The land and sea, the animals, fishes, and birds, the sky of heaven and the
orbs, the forests, mountains, and rivers, are not small themes: but folks
expect of the poet to indicate more than the beauty and dignity which
always attach to dumb real objects,--they expect him to indicate the path
between reality and their souls. Men and women perceive the beauty well
enough--probably as well as he. The passionate tenacity of hunters,
woodmen, early risers, cultivators of gardens and orchards and fields, the
love of healthy women for the manly form, seafaring persons, drivers of
horses, the passion for light and the open air, all is an old varied sign
of the unfailing perception of beauty, and of a residence of the poetic, in
outdoor people. They can never be assisted by poets to perceive: some may,
but they never can. The poetic quality is not marshalled in rhyme or
uniformity, or abstract addresses to things, nor in melancholy complaints
or good precepts, but is the life of these and much else, and is in the
soul. The profit of rhyme is that it drops seeds of a sweeter and more
luxuriant rhyme; and of uniformity, that it conveys itself into its own
roots in the ground out of sight. The rhyme and uniformity of perfect poems
show the free growth of metrical laws, and bud from them as unerringly and
loosely as lilacs or roses on a bush, and take shapes as compact as the
shapes of chestnuts and oranges and melons and pears, and shed the perfume
impalpable to form. The fluency and ornaments of the finest poems or music
or orations or recitations are not independent, but dependent.
All beauty
comes from beautiful blood and a beautiful brain. If the greatnesses are in
conjunction in a man or woman, it is enough--the fact will prevail through
the universe: but the gaggery and gilt of a million years will not prevail.

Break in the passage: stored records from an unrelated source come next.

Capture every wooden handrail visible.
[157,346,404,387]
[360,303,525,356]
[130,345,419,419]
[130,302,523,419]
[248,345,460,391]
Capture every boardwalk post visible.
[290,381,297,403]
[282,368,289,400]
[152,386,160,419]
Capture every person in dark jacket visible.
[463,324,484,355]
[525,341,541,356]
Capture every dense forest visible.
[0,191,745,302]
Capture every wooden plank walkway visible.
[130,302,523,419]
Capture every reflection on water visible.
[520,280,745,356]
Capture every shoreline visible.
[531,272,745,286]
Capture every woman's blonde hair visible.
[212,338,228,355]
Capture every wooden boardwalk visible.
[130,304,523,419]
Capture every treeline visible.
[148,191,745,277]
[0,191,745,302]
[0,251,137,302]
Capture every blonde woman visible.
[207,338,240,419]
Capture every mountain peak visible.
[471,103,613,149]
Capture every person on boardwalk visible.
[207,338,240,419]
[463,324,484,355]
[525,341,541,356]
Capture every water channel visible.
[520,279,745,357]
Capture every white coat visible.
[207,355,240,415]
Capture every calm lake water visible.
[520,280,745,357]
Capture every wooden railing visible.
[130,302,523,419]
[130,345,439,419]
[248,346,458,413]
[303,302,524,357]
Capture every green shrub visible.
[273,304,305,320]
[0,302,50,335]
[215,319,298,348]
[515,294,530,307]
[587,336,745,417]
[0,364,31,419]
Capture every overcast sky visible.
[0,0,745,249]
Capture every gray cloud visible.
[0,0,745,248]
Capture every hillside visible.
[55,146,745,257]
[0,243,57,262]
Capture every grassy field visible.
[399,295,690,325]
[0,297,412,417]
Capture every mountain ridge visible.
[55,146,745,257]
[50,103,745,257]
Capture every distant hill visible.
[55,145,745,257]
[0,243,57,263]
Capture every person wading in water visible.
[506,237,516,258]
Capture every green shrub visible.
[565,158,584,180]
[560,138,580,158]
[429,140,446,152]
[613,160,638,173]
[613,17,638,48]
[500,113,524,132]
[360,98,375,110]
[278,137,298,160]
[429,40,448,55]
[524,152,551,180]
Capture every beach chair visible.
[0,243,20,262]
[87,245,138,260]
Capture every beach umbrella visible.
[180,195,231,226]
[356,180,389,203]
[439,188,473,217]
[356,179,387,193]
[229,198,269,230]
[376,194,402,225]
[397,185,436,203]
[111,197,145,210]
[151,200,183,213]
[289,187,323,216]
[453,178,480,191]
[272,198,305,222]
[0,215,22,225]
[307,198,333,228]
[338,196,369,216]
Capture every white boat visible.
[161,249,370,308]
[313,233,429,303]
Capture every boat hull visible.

Who troubles himself about his ornaments or fluency is lost. This is what
you shall do: love the earth and sun and the animals, despise riches, give
alms to every one that asks, stand up for the stupid and crazy, devote your
income and labour to others, hate tyrants, argue not concerning God, have
patience and indulgence towards the people, take off your hat to nothing
known or unknown or to any man or number of men, go freely with powerful
uneducated persons and with the young and with the mothers of families,
read these leaves in the open air every season of every year of your life,
re-examine all you have been told at school or church or in any book,
dismiss whatever insults your own soul; and your very flesh shall be a
great poem, and have the richest fluency, not only in its words, but in the
silent lines of its lips and face, and between the lashes of your eyes, and
in every motion and joint of your body. The poet shall not spend his time
in unneeded work. He shall know that the ground is always ready ploughed
and manured: others may not know it, but he shall. He shall go directly to
the creation. His trust shall master the trust of everything he touches,
and shall master all attachment.
The known universe has one complete lover, and that is the greatest poet.
He consumes an eternal passion, and is indifferent which chance happens,
and which possible contingency of fortune or misfortune, and persuades
daily and hourly his delicious pay. What balks or breaks others is fuel for
his burning progress to contact and amorous joy. Other proportions of the
reception of pleasure dwindle to nothing to his proportions. All expected
from heaven or from the highest he is rapport with in the sight of the
daybreak, or a scene of the winter woods, or the presence of children
playing, or with his arm round the neck of a man or woman. His love, above
all love, has leisure and expanse--he leaves room ahead of himself. He is
no irresolute or suspicious lover--he is sure--he scorns intervals. His
experience and the showers and thrills are not for nothing.